Türkiye'de bu haberi engelsiz paylaşmak için aşağıdaki linki kopyalayınız👇

2 YORUMLAR

  1. Tekrar yazmam gerekiyor. Kılıçdaroğlun birşey yaptığı yok. Ne kendisi ne diğerleri türban hakkında iyi şeyler düşünmüyor. Zaten cihatçı yapılanma tamamlanıp sokağa salındığında bütün oklar türbana yönelecek. Nasıl Kürtün hakkı PKK gerekçesiyle verilmiyorsa, müslümanın da hakkı cihatçı terör yüzünden müslümanlara verilmeyecek. Suriyede Sünni Arapların adı nasıl Işid olduysa aynısı Sünni Türklerin başına gelecek.

    Kemalizm ve Laik Cumhuriyet sonlandırıldığı için ve Kılıçdaroğlu darbecilerle el ele tutuştuğu için yeni muhaberat rejiminde yeni pozisyonunu alıyor. Yani Batıdan uzaklaşıp İrana yanaştıkları için Kemalizmi terk etmek zoruna kaldılar. Kendilerini yeni evlerine hazırlıyorlar.
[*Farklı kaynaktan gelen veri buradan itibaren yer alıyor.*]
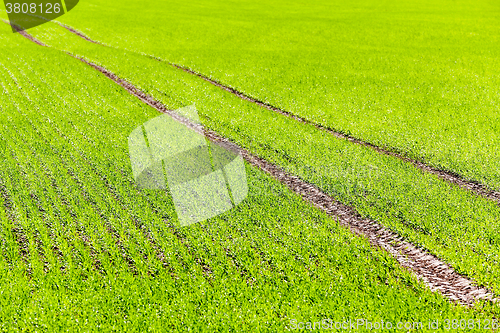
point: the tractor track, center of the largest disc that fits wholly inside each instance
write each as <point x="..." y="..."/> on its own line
<point x="449" y="176"/>
<point x="435" y="273"/>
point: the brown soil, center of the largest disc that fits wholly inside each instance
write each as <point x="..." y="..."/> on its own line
<point x="434" y="272"/>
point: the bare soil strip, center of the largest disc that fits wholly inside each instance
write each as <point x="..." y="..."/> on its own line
<point x="438" y="275"/>
<point x="473" y="186"/>
<point x="24" y="33"/>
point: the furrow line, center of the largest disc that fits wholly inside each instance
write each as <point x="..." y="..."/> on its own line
<point x="435" y="273"/>
<point x="449" y="176"/>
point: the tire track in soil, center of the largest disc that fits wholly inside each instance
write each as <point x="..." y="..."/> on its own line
<point x="435" y="273"/>
<point x="17" y="231"/>
<point x="449" y="176"/>
<point x="81" y="232"/>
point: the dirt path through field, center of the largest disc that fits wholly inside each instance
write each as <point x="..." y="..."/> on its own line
<point x="473" y="186"/>
<point x="436" y="274"/>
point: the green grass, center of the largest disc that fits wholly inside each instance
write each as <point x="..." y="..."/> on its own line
<point x="66" y="182"/>
<point x="419" y="77"/>
<point x="451" y="223"/>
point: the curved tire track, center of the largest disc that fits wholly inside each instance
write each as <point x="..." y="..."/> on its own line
<point x="435" y="273"/>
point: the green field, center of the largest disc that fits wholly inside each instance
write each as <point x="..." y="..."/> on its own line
<point x="82" y="248"/>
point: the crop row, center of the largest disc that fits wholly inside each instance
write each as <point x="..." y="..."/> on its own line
<point x="457" y="226"/>
<point x="114" y="258"/>
<point x="385" y="74"/>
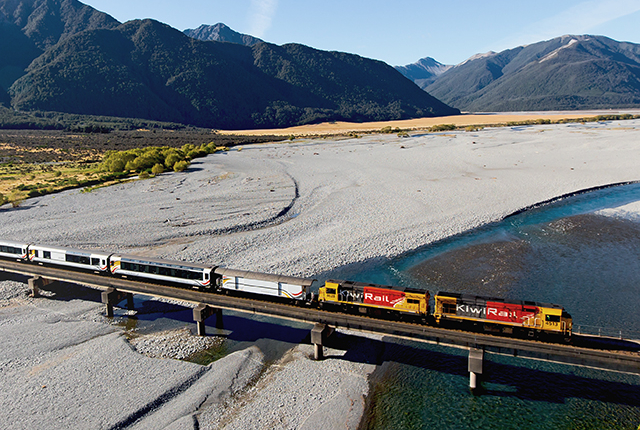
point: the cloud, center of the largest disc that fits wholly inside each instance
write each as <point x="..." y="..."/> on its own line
<point x="579" y="19"/>
<point x="262" y="13"/>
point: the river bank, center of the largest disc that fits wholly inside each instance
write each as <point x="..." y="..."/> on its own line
<point x="300" y="208"/>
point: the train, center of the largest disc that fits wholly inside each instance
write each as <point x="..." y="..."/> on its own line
<point x="452" y="310"/>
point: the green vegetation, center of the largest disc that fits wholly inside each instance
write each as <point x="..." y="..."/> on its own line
<point x="388" y="130"/>
<point x="442" y="127"/>
<point x="212" y="85"/>
<point x="152" y="160"/>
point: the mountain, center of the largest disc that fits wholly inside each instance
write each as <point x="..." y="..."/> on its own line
<point x="221" y="33"/>
<point x="28" y="27"/>
<point x="146" y="69"/>
<point x="565" y="73"/>
<point x="46" y="22"/>
<point x="423" y="72"/>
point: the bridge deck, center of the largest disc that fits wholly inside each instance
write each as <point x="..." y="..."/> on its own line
<point x="608" y="354"/>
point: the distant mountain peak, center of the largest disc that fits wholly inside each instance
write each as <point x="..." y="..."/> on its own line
<point x="554" y="53"/>
<point x="565" y="73"/>
<point x="221" y="33"/>
<point x="424" y="71"/>
<point x="477" y="57"/>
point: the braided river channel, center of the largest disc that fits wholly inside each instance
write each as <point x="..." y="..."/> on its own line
<point x="582" y="252"/>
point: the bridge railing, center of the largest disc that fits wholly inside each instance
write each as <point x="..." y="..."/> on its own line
<point x="606" y="332"/>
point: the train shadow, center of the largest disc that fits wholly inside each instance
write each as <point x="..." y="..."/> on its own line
<point x="499" y="379"/>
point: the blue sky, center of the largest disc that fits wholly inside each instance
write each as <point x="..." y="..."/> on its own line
<point x="398" y="32"/>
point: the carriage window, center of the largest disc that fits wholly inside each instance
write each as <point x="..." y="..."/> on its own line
<point x="77" y="259"/>
<point x="11" y="250"/>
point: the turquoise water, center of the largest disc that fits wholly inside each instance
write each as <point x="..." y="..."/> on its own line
<point x="558" y="253"/>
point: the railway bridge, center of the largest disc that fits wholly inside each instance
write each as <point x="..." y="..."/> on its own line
<point x="592" y="351"/>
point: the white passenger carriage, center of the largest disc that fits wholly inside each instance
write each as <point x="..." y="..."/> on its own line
<point x="196" y="275"/>
<point x="262" y="283"/>
<point x="14" y="250"/>
<point x="96" y="261"/>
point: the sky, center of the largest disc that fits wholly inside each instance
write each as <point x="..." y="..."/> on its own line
<point x="398" y="32"/>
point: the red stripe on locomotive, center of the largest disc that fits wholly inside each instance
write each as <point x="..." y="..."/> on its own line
<point x="509" y="312"/>
<point x="383" y="297"/>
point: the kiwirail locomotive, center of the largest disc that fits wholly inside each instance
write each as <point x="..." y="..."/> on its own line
<point x="494" y="315"/>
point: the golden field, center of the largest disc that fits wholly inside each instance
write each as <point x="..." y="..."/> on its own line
<point x="489" y="119"/>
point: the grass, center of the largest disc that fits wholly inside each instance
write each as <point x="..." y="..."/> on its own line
<point x="21" y="181"/>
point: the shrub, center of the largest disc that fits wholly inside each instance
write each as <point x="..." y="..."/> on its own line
<point x="157" y="169"/>
<point x="181" y="166"/>
<point x="171" y="160"/>
<point x="442" y="127"/>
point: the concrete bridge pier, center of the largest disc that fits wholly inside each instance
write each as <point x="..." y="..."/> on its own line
<point x="37" y="283"/>
<point x="111" y="297"/>
<point x="476" y="358"/>
<point x="319" y="335"/>
<point x="201" y="313"/>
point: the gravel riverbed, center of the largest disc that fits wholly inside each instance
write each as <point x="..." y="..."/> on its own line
<point x="295" y="208"/>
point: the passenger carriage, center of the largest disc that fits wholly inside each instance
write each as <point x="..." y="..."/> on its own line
<point x="288" y="287"/>
<point x="196" y="275"/>
<point x="14" y="250"/>
<point x="96" y="261"/>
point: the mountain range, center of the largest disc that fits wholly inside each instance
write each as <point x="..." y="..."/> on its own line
<point x="565" y="73"/>
<point x="68" y="57"/>
<point x="221" y="33"/>
<point x="65" y="56"/>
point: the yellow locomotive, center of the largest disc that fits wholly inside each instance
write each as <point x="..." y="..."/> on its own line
<point x="372" y="298"/>
<point x="498" y="315"/>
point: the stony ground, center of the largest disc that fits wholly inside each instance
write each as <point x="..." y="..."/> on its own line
<point x="296" y="208"/>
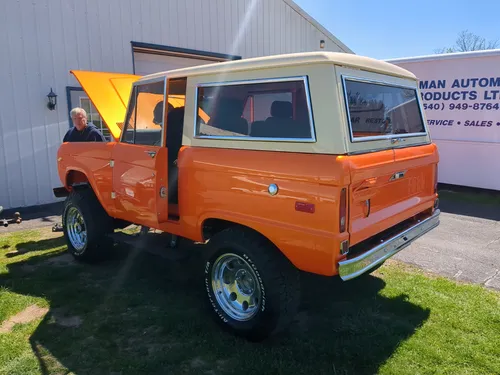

Kemalist Devlet artık işlerini görmüyordu. Daha kapalı bir rejimde Türkleri daha iyi idare edeceklerdir. Apar topar Türkün Batı ile ilişkisini keserek Demokrasiden Türkleri ayırdılar.

    Görünürde türban serbestliği ile demokrat gözükürken, aslında Türkleri Batıdan uzaklaştırıp Esad tarzı rejime çeviriyorlar. Zaten eskiden beri CHP nin ve Perinçeğin Esad ile İran ile ilşkileri gayet iyidir. Ne CHP Batının saygın kurumlarında kendini ifade edebiliyor ne Perinçek. Bunlar İran, Suriye, Barzani, İsrail ile sıkı ilişkileri vardır.

    Yani antidemokratik bir rejimi destekliyorlar. Dost olarak da öyle. Bir tek İngiltereye hürmet ederler. İngiltere de güçler ayrılığı kaldırılmış bir Türkiyeye hürmet eder. Kendisi gibi Türkiyenin de Demokrasi yaşamasını istemez. Kendisi efendidir ve ancak onlar demokrasiyi yaşarlar. Türkler onlara göre Demokrasiyi hak etmemektedir. O yüzden Muhaberat ile Türklere bol bol muhabere edecekler. İsrail de bütün dinleme cihaz tekniklerini Muhaberat Türk rejimine verecektir. Türkleri kontrol etmek için.

    Bu dehşet tabloda Kılıçdaroğlunun durduk yere türbandan bahsetmesi, yukarıdaki tabloya göre nereye koyabiliriz? Bence Kemalizmi hatırlatması açısından türban konusu, yani türban yasağı Kemalizmi hatırlatacağından çünkü türban ile kemalizm çok vuruştular, bu meseleyi kapatarak Kemalizmin üstünü örtmüş olacak.

  2. Cami hocalarının sadece ritüellerden bahsetmelerine şaşmamalı, çünkü ülkemizde de din böyle öğretiliyor.ne günah, ne haram, neler farz, neler yasak.Hepimize böyle öğretildi din.Biri bize gelip müslümanlığı anlat dese hemen islamın 5 şartını anlatırız.
    Bu da yabancılara boğucu geliyor tabi.
    Sizin bahsettiğiniz islamın temel felsefesi,insan kainata bakışı keşke okullarda öğretilse,bedir, uhud savaşı yerine bence efendimizin ahlakına ve karakter özelliklerine dayalı bir siyer anlatımı geliştirilse.